The karaoke apparatus according to claim 1,
The output unit outputs the scoring data associated with the extracted section by voice.

The karaoke apparatus according to claim 2,
A playback unit that plays back the audio data that has received the input and the accompaniment data;
The input accepting unit starts accepting the input by starting the reproduction of the accompaniment data,
The predetermined contrast condition is satisfied by the end of reproduction of the accompaniment data,
The output unit outputs the accompaniment data associated with the extracted section together with scoring data associated with the section by voice.

The karaoke apparatus according to claim 3,
The output unit outputs the accompaniment data by voice, with the scoring data shifted in time by a shift with respect to the section, with respect to the voice output of the accompaniment data.

The karaoke apparatus according to claim 4,
The output unit displays and outputs a character or a figure associated with a section of the scoring data in synchronization with output of the scoring data by voice.

The karaoke apparatus according to claim 5,
The output unit further synchronizes with the output in the case where the character or the figure associated with the section of the scoring data is output by voice without shifting the scoring data by the time with respect to the section.
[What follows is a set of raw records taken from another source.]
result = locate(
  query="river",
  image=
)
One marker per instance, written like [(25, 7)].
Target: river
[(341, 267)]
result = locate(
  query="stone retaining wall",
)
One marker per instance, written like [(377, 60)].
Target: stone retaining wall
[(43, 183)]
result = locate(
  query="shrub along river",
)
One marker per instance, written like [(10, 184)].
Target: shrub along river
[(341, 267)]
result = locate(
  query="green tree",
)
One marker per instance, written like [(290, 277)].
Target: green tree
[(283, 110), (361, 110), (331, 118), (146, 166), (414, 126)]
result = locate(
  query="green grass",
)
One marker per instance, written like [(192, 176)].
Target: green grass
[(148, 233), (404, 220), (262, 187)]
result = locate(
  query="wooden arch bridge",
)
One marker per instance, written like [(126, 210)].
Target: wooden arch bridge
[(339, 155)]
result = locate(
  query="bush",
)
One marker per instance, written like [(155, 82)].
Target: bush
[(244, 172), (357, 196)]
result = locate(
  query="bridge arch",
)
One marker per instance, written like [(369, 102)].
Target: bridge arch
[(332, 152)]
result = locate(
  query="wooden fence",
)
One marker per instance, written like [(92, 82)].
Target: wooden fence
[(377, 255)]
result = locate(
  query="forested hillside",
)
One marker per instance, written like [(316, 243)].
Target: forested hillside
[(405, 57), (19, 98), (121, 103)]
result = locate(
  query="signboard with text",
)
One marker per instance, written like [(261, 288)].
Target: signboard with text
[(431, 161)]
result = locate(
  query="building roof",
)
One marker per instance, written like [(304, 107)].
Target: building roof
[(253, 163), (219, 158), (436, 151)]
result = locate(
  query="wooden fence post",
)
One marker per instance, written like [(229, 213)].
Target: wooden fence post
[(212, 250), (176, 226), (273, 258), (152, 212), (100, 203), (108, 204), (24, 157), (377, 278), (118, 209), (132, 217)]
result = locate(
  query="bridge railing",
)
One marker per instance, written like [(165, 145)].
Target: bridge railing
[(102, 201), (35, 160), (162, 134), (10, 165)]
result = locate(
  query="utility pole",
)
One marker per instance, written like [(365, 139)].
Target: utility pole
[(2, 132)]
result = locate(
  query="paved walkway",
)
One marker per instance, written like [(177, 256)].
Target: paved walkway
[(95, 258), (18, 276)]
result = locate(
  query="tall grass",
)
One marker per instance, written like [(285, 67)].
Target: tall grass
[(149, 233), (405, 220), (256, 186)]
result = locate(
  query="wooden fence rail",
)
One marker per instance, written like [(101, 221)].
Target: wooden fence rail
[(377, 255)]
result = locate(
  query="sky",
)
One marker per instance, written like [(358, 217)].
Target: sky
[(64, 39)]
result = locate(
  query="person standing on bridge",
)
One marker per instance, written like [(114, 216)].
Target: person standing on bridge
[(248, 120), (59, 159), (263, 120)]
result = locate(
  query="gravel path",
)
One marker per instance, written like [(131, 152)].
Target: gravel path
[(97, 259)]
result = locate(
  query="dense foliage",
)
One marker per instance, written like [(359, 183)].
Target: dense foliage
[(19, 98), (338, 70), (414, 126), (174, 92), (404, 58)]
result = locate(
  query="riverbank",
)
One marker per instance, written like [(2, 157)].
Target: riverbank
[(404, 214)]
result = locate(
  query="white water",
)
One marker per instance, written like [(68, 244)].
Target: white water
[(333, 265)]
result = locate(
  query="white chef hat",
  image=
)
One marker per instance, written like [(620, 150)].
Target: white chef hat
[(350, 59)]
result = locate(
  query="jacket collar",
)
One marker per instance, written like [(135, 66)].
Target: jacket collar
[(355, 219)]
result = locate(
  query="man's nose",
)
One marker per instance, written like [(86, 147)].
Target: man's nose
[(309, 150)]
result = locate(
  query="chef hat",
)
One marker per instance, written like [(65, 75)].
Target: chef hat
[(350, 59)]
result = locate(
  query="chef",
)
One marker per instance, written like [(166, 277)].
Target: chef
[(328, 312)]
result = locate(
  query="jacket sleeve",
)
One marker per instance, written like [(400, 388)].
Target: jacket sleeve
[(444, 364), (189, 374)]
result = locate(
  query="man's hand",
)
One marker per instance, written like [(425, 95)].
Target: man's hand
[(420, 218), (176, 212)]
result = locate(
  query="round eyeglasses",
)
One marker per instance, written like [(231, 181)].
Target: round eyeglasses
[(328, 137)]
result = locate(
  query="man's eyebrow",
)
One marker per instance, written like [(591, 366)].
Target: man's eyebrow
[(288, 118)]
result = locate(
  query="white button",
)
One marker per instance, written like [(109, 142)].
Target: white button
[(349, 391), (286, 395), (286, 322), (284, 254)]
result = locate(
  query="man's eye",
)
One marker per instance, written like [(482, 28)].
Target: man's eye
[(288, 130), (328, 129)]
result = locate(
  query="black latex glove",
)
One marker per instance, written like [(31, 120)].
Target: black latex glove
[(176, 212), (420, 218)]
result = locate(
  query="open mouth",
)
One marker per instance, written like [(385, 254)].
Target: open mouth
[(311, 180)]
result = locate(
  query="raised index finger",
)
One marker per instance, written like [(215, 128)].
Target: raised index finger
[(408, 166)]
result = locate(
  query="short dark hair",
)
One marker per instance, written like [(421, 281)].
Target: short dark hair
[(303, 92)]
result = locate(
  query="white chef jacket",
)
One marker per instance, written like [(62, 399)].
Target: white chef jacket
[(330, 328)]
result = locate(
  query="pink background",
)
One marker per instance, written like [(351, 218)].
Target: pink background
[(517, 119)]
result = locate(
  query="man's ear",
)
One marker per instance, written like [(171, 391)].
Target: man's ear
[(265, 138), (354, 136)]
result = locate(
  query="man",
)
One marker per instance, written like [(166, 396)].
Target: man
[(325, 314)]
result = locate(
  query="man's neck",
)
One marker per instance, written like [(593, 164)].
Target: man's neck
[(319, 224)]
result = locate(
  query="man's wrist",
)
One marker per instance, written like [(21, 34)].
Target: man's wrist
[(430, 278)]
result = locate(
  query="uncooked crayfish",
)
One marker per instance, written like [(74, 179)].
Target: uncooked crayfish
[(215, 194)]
It is characterized by being displayed and output.

The karaoke apparatus according to claim 3, wherein the output unit includes:
The scoring data is shifted with respect to the output of the accompaniment data in terms of time, and the shifted sound is output by sound through a predetermined first output system,
The scoring data is output by voice through a predetermined second output system without shifting the scoring data in time with respect to the output of the accompaniment data by voice.

A karaoke apparatus according to any one of claims 2 to 7,
The analysis unit analyzes both frequency components and volume as characteristic information of audio data,
Instead of “outputting the scoring data by voice”, the output unit reads “the section of change with respect to the elapsed time of the stored feature information corresponding to the section of the extracted scoring data” by voice. It is characterized by “output”.
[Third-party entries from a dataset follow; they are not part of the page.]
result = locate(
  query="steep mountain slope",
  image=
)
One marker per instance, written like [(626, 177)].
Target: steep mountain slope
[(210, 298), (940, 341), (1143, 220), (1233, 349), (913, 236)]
A karaoke method used in a karaoke apparatus including an input reception unit, an analysis unit, a storage unit, an extraction unit, and an output unit,
An input receiving step in which the input receiving unit receives input of audio data;
An analysis step in which the analysis unit analyzes the feature information of the voice data that has received the input;
A storage step of storing the analyzed feature information in the storage unit in association with an elapsed time from the start of reception of the input;
When the extraction unit is satisfied with a predetermined contrast condition after the start of receiving the input, the change of the stored feature information with respect to the elapsed time is compared with the change with respect to the elapsed time of the scoring data prepared in advance. An extraction step for extracting a section in which the difference between the former change and the latter change exceeds a predetermined threshold; and
The said output part is provided with the output process of outputting the information of the said extracted area among the memorize | stored characteristic information.

Computer
An input receiving unit for receiving voice data input;
An analysis unit for analyzing the feature information of the audio data that has received the input;
A storage unit for storing the analyzed feature information in association with an elapsed time from the start of reception of the input;
When a predetermined contrast condition is satisfied after the start of accepting the input, the change with respect to the elapsed time of the stored feature information is compared with the change with respect to the elapsed time of the scoring data prepared in advance. An extraction unit that extracts a section in which a deviation from the latter change exceeds a predetermined threshold; and
A program that functions as an output unit that outputs information of the extracted section of the stored feature information.